Breached self-isolation an hour after landing
BARELY an hour after arriving in Guernsey, Andreas Milan breached the requirement to self isolate by going to a shop.
Prosecuting Advocate Rory Calderwood told the Magistrate’s Court yesterday [26 April] how the defendant’s flight from Southampton had landed in Guernsey at about 2.30pm on 29 March.
An arrivals assistant spoke to him at Guernsey Airport and the requirement to self-isolate for 14 days was explained. When officers went to his home at 4.15pm the same day the defendant said he had gone straight there by taxi from the airport. When asked if he had gone out to get food, Milan said he had not and that somebody else had left a bag of food outside his flat door for him pending his arrival.
When officers checked CCTV from a nearby store, the defendant could be seen in the shop at about 3.40pm.
When they went back to speak to him, Milan said he had not eaten for 10 hours. He had got to Southampton Airport early that morning but shops and cafes had been closed. When he checked on his phone he found that both the Channel Islands Co-op and Marks and Spencer were doing next day deliveries only. He had to carry his suitcases and a table up the stairs to his flat and this had made him even more hungry.
He conceded he had gone to the shop.

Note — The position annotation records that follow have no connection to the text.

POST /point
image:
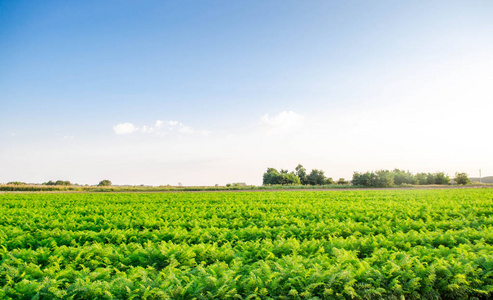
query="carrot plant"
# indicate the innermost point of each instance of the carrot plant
(394, 244)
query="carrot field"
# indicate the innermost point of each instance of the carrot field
(383, 244)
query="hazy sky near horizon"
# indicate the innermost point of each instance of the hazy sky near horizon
(206, 92)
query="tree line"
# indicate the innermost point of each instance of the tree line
(381, 178)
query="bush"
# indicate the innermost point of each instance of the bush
(462, 178)
(272, 177)
(105, 182)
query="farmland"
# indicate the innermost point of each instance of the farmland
(248, 245)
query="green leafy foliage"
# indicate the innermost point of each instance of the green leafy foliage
(386, 244)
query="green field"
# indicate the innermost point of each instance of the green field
(393, 244)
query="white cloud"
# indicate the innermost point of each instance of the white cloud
(124, 128)
(160, 128)
(285, 121)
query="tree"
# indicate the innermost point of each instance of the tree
(342, 181)
(401, 177)
(367, 179)
(430, 178)
(316, 177)
(384, 178)
(441, 178)
(301, 173)
(104, 182)
(272, 176)
(462, 178)
(421, 178)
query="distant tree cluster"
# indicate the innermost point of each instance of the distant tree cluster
(58, 182)
(105, 182)
(381, 178)
(386, 178)
(16, 183)
(300, 176)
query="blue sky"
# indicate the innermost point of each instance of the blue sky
(217, 91)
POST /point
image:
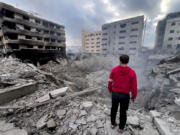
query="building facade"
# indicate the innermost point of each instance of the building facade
(28, 35)
(123, 37)
(168, 34)
(91, 42)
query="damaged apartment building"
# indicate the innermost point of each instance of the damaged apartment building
(168, 34)
(123, 37)
(28, 36)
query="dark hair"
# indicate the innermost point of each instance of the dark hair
(124, 59)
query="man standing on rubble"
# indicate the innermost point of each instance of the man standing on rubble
(122, 81)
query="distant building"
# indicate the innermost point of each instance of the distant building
(27, 35)
(123, 37)
(168, 33)
(91, 42)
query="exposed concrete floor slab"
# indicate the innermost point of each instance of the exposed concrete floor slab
(9, 94)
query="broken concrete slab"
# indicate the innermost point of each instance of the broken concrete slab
(133, 120)
(81, 122)
(54, 93)
(51, 124)
(87, 105)
(42, 122)
(6, 126)
(9, 129)
(176, 90)
(61, 113)
(43, 98)
(155, 113)
(9, 94)
(82, 113)
(173, 71)
(177, 101)
(162, 126)
(59, 92)
(15, 132)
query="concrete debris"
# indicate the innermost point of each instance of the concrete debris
(162, 127)
(176, 90)
(54, 93)
(61, 113)
(10, 129)
(174, 71)
(75, 109)
(43, 98)
(51, 124)
(177, 101)
(133, 120)
(59, 92)
(42, 122)
(87, 105)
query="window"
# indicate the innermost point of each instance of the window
(173, 23)
(120, 43)
(134, 22)
(171, 31)
(122, 31)
(26, 18)
(27, 28)
(132, 42)
(123, 25)
(133, 35)
(45, 24)
(122, 37)
(8, 13)
(122, 48)
(136, 29)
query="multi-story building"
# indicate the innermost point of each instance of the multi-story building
(29, 36)
(91, 42)
(123, 37)
(168, 33)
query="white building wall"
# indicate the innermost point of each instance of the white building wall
(123, 36)
(172, 35)
(91, 41)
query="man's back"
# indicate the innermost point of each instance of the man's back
(123, 79)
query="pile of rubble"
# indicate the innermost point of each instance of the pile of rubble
(71, 97)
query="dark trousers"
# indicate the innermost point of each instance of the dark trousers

He had sanitised his hands before doing so and had worn gloves and a face mask.
He had tried to keep his distance from other people and had used a self-service checkout.
The 22-year-old, of Apartment 5, Le Marchant House, St Peter Port, admitted failing to comply with the requirement to self-isolate.
Representing himself, he said he had done everything he could to reduce the health risk to the public and none of his family members had contracted Covid.
Judge Graeme McKerrell said the defendant had still come here via a public airport.
Milan said he had tried to keep away from other people and had bought only essential things at the shop. He had come to Guernsey to start a new job. He knew who his employer was, but had not met him.
Judge McKerrell said the defendant had not been honest with officers at the start.
‘It’s not for you to risk-assess a situation but to observe the rules that are in place to the letter,’ he said.
He said the officers should be congratulated for following up their initial enquiry by checking CCTV from the shop.
Idiotic behaviour such as this put the island at risk of going back into lockdown, he added, which had a huge personal and economic cost attached.
The law had recently been changed and the court could now impose a prison sentence for this offence which showed just how seriously the risk of someone bringing the coronavirus to Guernsey was taken.
A fine of £3,500 was imposed along with a prison sentence of four weeks, suspended for two years.